Doveva essere l'ultima Parigi-Dakar, quella del 2005, che avrebbe compiuto nella sua vita, prima dell'annunciato ritiro dal mondo agonistico delle moto, ed è stata l'ultima gara della sua vita, quella che lo ha strappato per sempre alle corse.
Fabrizio Meoni è morto intorno alle 10.15 (ore locali), nella tappa Atar-Kiffa, cadendo dalla sua moto colpito da arresto cardiaco. A nulla sono serviti i 45 minuti di massaggio cardiaco e il trasporto in ospedale con un elicottero del soccorso della gara, Meoni è morto sul colpo dell'incidente, oppure è stato colpito da infarto mentre stava guidando la sua KTM per le impervie strade della Mauritania.

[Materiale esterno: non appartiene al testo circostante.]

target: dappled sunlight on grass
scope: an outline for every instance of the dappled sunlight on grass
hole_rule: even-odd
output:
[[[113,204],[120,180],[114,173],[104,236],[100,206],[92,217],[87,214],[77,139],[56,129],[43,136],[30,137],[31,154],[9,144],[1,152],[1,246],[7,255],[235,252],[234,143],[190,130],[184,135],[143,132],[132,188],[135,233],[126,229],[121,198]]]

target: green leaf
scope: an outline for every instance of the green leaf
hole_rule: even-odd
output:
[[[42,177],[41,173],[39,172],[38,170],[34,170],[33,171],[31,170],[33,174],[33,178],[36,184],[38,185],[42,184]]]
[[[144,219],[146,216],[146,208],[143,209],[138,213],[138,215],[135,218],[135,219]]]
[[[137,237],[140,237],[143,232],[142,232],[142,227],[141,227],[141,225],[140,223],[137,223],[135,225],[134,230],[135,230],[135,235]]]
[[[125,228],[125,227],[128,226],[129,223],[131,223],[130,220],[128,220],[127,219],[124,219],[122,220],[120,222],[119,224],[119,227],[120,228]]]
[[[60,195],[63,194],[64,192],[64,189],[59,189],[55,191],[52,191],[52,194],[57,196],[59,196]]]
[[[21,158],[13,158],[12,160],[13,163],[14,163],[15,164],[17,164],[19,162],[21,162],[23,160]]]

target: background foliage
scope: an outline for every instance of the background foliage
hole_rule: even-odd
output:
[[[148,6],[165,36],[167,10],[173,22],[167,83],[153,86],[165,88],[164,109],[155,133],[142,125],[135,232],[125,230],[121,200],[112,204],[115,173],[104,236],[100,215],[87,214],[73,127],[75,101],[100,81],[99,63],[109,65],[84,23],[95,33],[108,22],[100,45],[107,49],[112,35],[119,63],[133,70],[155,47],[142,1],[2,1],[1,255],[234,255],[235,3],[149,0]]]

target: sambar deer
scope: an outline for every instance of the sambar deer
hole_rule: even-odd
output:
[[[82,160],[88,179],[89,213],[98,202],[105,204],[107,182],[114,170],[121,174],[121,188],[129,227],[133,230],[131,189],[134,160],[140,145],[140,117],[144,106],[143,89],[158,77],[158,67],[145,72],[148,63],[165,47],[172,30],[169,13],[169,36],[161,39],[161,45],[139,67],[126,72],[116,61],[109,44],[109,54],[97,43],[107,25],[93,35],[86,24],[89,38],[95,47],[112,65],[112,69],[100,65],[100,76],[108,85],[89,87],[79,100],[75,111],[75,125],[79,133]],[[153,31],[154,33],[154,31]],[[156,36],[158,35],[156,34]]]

Meoni aveva 47 anni ed era residente a Castiglio Fiorentino dove viveva con la moglie e i due figli.
In un intervista a Rai Sport, aveva annunciato il suo ritiro dalle corse agonistiche, però avrebbe voluto partecipare per l'ultima volta alla Parigi-Dakar per prendersi una rinvincita della delusione dello scorso anno, dopo le vittorie riportate nel 2001 e nel 2002.
L'annuncio della sua morte, arriva dopo 24 ore quella dello spagnolo Josè Manuel Perez, 41 anni, deceduto a seguito di una rovinosa caduta che lo ha visto protagonista giovedì scorso. Commentando la morte del pilota spagnolo ha detto che queste notizie sono il lato brutto della corsa, ma partecipare alla Parigi-Dakar era un'avventura affascinante per la sua difficoltà e anche per la sua pericolosità.
Lo staff di ArezzoWeb.it si unisce al dolore dei familiari, degli amici, più o meno, cari e di tutti gli appassionati che hanno apprezzato da sempre le gesta del grande campione toscano e rinnova le sue più sentite condoglianze.